TREC 2024 Lateral Reading Track – Evaluation Data Files README

The TREC 2024 Lateral Reading Track focuses on supporting a lateral reading approach to help readers evaluate the trustworthiness of online news. It features two tasks: Task 1 (Question Generation) and Task 2 (Document Retrieval). Task 1 required participants to generate questions that a reader should ask when assessing the credibility of a given news article. Task 2 required participants to retrieve relevant documents from the ClueWeb22-B-English web corpus that would help answer those questions. The track used 50 topics (target news articles, each representing a widely discussed event from 2021–2022). For more information, see the official track website: https://trec-lateral-reading.github.io/.

File Descriptions:

- assessor_questions.csv: This CSV file contains questions written by NIST assessors for each of the 50 topics. These questions were created according to lateral reading principles outlined in the assessment guidelines. Each topic had a primary assessor (and up to two secondary assessors) who wrote up to 10 questions about that article. Due to time and budget constraints, some topics have fewer than three sets of assessor questions (i.e., only one or two assessors contributed). The questions were manually cleaned to remove spelling and grammatical errors. Assessors are anonymized in this file. The CSV columns are: topic ID, assessor ID, rank (1–10, the question's rank as ordered by that assessor), and question text.
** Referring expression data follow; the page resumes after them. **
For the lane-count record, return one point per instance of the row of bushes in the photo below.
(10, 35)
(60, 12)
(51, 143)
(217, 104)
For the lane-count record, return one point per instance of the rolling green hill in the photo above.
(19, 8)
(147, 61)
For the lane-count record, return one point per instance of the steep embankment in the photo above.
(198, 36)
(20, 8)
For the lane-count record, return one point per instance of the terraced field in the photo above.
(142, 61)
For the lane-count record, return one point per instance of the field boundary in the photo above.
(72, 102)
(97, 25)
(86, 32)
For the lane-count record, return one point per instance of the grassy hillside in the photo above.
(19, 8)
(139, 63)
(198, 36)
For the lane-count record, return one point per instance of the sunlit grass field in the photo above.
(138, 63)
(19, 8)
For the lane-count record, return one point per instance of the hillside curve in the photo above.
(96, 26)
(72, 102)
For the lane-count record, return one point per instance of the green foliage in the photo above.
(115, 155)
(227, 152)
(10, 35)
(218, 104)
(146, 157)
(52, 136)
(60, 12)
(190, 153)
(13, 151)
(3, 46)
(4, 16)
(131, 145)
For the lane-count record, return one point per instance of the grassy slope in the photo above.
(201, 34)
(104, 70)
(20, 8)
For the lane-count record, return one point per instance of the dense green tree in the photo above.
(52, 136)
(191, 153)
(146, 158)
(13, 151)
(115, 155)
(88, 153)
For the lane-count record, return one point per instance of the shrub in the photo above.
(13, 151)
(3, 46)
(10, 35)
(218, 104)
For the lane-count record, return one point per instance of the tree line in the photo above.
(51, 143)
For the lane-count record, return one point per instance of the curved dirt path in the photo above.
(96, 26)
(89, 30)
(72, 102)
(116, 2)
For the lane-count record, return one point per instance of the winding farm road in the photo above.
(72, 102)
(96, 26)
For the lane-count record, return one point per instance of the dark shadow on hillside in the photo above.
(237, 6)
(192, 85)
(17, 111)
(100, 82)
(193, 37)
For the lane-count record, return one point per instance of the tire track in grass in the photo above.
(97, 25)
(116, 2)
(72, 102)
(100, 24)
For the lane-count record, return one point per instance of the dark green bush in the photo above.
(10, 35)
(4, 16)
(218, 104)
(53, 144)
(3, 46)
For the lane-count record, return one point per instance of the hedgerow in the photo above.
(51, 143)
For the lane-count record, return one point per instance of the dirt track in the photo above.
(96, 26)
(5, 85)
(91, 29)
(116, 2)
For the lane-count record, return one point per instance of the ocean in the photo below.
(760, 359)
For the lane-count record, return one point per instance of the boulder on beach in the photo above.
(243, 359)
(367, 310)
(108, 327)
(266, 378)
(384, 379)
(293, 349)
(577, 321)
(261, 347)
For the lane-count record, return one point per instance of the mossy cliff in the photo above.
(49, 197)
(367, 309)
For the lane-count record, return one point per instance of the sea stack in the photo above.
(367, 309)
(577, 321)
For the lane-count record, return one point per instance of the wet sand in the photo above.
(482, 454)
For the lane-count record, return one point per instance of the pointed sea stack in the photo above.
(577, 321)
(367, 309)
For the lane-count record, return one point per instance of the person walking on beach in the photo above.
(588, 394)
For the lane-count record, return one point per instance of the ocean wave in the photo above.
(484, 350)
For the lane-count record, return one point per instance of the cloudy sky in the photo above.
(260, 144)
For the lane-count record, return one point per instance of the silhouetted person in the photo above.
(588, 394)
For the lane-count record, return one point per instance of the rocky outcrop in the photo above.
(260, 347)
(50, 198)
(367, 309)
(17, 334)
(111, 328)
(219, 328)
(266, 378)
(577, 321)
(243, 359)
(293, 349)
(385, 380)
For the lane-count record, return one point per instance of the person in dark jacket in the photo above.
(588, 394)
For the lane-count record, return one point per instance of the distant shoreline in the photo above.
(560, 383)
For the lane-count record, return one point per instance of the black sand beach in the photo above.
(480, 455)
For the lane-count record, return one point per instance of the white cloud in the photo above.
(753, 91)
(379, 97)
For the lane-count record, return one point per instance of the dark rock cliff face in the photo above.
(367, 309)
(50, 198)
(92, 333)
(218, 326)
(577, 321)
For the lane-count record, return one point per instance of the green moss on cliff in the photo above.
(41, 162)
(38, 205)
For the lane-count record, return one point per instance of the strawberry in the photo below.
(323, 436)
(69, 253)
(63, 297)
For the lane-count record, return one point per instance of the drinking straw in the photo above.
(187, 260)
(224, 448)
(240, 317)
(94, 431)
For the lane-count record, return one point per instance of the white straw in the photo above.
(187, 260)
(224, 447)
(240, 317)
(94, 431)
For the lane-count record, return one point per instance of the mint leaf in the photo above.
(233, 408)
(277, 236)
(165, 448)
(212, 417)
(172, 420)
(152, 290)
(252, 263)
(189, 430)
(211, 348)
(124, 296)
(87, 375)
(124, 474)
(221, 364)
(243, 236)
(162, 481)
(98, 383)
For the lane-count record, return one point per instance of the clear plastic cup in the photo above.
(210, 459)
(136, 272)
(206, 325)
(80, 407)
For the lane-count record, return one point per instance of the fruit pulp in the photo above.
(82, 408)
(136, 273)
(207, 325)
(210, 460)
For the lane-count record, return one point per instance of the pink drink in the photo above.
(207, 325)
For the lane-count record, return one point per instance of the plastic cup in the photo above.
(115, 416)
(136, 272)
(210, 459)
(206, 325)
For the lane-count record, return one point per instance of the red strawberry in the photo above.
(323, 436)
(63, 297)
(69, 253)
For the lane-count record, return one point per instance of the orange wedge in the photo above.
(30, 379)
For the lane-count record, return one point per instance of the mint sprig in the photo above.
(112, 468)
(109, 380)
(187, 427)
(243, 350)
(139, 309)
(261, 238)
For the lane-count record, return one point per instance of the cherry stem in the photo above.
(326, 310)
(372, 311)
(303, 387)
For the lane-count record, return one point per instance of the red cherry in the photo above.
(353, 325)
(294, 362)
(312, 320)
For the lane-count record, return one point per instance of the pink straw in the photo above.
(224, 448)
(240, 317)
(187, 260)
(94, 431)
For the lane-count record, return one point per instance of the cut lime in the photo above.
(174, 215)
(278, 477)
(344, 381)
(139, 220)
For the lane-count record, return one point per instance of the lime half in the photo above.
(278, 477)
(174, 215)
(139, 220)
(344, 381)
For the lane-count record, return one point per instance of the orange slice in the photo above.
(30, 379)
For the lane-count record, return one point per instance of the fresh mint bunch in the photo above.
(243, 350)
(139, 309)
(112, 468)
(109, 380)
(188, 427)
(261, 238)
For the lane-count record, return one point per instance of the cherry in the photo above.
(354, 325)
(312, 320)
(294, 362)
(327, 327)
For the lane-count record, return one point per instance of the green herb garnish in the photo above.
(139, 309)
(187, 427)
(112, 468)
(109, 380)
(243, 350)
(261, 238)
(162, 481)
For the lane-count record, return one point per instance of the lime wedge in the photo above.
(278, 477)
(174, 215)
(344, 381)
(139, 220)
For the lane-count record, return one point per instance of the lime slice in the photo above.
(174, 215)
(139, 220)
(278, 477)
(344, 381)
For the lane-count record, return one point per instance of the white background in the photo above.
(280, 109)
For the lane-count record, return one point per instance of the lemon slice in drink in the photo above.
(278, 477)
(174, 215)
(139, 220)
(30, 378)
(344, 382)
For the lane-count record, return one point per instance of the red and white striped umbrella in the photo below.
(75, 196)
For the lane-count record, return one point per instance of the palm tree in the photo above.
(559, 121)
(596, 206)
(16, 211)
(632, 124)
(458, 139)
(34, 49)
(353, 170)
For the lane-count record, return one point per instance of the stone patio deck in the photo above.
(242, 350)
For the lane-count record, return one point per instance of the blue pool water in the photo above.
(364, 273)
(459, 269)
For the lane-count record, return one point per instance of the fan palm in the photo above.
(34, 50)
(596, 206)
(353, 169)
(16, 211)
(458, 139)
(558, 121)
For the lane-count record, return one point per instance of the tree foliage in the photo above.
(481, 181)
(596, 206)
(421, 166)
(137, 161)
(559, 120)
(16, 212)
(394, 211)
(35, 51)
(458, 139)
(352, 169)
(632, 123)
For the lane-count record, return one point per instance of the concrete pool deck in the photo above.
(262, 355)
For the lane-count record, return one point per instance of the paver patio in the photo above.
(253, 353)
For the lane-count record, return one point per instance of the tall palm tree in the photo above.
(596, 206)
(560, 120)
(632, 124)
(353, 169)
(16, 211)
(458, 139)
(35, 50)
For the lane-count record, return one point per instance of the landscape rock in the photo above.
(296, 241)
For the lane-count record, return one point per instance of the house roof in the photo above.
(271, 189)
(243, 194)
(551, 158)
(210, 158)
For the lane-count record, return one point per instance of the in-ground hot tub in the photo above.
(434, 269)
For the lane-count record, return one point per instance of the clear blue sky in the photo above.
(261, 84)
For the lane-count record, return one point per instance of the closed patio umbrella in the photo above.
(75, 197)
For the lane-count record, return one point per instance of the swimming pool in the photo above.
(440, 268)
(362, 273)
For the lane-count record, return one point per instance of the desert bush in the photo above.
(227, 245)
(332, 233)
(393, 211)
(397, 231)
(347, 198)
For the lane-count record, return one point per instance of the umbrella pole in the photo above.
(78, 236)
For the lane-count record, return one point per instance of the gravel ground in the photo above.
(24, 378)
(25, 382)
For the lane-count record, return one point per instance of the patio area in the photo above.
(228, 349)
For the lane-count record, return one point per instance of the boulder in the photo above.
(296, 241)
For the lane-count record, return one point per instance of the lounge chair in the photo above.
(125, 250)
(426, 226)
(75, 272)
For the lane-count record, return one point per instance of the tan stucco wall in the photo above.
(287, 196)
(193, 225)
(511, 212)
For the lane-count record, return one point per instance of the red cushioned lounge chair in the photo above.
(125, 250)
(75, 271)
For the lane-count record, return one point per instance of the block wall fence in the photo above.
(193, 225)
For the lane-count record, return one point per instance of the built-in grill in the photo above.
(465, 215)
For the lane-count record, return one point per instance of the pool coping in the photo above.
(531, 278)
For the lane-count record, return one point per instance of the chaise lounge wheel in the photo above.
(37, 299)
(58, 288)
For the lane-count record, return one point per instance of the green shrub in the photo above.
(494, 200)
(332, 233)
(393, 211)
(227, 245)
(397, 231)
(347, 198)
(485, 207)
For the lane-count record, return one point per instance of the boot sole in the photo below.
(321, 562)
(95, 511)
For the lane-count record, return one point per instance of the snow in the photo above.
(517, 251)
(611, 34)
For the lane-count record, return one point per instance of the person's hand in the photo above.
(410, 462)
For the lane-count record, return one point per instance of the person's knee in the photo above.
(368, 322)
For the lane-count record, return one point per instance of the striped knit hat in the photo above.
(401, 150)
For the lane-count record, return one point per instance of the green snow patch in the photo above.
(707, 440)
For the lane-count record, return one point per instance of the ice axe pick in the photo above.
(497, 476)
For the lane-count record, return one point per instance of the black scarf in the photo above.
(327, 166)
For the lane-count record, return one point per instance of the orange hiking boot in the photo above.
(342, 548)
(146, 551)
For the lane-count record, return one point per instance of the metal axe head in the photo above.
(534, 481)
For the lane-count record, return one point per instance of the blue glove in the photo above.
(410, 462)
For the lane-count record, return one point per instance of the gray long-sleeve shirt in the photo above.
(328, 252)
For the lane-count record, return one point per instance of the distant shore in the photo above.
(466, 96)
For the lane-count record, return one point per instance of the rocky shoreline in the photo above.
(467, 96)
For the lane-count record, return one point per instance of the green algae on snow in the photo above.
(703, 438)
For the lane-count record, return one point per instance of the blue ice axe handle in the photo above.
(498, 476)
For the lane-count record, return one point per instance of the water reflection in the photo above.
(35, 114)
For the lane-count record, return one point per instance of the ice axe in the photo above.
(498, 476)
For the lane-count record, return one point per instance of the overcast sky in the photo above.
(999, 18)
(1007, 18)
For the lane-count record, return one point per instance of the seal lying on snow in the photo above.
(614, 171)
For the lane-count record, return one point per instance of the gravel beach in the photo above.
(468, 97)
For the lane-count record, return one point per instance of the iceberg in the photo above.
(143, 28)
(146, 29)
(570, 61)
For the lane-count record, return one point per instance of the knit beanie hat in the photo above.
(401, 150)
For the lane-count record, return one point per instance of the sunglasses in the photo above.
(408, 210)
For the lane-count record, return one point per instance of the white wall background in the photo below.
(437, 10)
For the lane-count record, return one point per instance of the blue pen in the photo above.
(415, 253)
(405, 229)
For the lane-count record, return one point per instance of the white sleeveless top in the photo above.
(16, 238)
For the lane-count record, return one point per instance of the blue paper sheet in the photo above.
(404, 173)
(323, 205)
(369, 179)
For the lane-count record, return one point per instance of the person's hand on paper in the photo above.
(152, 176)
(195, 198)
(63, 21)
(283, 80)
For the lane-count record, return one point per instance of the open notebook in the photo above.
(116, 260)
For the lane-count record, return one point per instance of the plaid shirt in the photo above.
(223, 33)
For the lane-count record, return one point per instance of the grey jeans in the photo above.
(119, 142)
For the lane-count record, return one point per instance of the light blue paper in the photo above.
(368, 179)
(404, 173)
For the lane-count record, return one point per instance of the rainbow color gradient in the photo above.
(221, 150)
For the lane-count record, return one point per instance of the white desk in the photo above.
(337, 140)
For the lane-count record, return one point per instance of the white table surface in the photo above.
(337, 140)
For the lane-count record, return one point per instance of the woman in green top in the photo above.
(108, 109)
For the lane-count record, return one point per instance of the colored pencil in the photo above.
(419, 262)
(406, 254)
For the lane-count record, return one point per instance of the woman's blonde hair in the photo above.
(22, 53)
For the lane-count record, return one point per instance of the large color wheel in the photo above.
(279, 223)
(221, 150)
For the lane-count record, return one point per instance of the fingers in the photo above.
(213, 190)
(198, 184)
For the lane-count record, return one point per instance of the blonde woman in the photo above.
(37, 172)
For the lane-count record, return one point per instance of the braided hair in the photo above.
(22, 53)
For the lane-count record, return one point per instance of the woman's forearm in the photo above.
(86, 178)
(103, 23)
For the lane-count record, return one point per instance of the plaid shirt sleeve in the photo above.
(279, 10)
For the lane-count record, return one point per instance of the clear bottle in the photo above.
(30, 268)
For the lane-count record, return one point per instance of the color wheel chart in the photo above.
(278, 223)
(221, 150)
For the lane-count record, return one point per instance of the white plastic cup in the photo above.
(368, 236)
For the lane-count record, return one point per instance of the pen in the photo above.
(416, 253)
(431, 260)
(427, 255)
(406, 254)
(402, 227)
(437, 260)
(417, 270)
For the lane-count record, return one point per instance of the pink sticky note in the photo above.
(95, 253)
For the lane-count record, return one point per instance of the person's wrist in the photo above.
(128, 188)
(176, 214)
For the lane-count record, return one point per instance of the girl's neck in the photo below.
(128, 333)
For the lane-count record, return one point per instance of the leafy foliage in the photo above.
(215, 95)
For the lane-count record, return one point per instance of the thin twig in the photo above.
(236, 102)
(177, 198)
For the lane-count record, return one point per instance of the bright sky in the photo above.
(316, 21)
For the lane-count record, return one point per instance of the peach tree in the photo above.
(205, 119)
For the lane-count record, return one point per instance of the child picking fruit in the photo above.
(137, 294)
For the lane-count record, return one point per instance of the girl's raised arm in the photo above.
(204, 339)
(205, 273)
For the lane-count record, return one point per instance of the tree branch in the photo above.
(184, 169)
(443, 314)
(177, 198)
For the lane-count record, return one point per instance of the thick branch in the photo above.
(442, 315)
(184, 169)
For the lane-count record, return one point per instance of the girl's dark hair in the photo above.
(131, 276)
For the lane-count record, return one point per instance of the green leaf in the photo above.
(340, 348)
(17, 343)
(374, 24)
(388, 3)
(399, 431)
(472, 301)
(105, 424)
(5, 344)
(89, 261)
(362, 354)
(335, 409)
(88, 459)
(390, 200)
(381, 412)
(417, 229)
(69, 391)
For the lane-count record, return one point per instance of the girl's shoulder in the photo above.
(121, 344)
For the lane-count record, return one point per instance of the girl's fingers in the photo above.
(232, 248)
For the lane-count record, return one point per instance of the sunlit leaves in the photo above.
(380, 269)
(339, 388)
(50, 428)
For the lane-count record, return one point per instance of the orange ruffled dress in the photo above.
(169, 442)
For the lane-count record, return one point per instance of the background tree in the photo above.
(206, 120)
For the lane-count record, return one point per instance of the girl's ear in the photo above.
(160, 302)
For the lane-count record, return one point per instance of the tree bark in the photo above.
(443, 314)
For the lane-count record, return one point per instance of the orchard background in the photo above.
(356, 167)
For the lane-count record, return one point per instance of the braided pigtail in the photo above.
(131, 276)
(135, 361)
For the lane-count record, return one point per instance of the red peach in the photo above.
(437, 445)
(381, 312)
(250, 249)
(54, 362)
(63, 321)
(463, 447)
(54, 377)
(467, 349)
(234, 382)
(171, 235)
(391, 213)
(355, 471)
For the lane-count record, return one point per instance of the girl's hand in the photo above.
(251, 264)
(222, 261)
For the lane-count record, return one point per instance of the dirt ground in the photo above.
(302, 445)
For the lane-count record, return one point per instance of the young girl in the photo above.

- 2024-question-assessment.txt: This text file contains the official evaluation judgments for Task 1 (Question Generation). Each line corresponds to one question that was evaluated, with fields separated by tabs: topic ID, document ID (the ClueWeb22 ID of the topic article), run index (the order that run appears in the list of runs to be assessors), run ID (the submission tag), question rank (the question's position in that run), quality score, redundancy score, and the question text. For each article, we randomized the order of runs during evaluation to mitigate the ordering bias/effect. The quality score is an integer from -1 to 4 indicating how well the question meets the criteria: -1 = "Flawed", 0 = "Not Helpful", 1 = "Okay", 2 = "Good", 3 = "Very Good", 4 = "Excellent". The redundancy score denotes if the question was marked as redundant (0 = "No", 1 = "Yes"), but note that these redundancy judgments were not used in the final evaluation scoring. (For details on the assessment criteria, see the assessor guidelines: https://trec-lateral-reading.github.io/assessing_instructions.pdf.)

- 2024-retrieval-qrels.txt: This file contains graded relevance judgments for Task 2 (Document Retrieval). It follows the standard TREC qrels format: each line has a question ID, a placeholder (e.g., "0"), a document ID, and a relevance score. The first part of the question ID is the document ID of the topic news article. The document ID is the ClueWeb22-B identifier of a retrieved document. The relevance score is a grade in {0, 1, 2} indicating how useful that document was for answering the topic's question. Specifically, 0 = "Not Useful" (irrelevant or not helpful), 1 = "Useful" (contains some relevant information), and 2 = "Very Useful" (directly answers the question or provides key evidence).

Notes:

- Partial assessor coverage: Not all topics have three full sets of assessor questions; some have only one or two assessor question lists due to limited assessor availability.
- Assessor questions not used in 2024 evaluation: The assessor-written questions (in assessor_questions.csv) were not used to evaluate participant submissions in 2024. These questions are provided for reference and future use.
- Redundancy labels excluded from scoring: The redundancy judgments in the question assessment file were collected but found to be inconsistent, so they were excluded from the official Task 1 scoring and metrics.
- Underlying corpus: All document retrieval results are based on the ClueWeb22-B-English corpus, which consists of approximately 87 million English web pages from early 2022.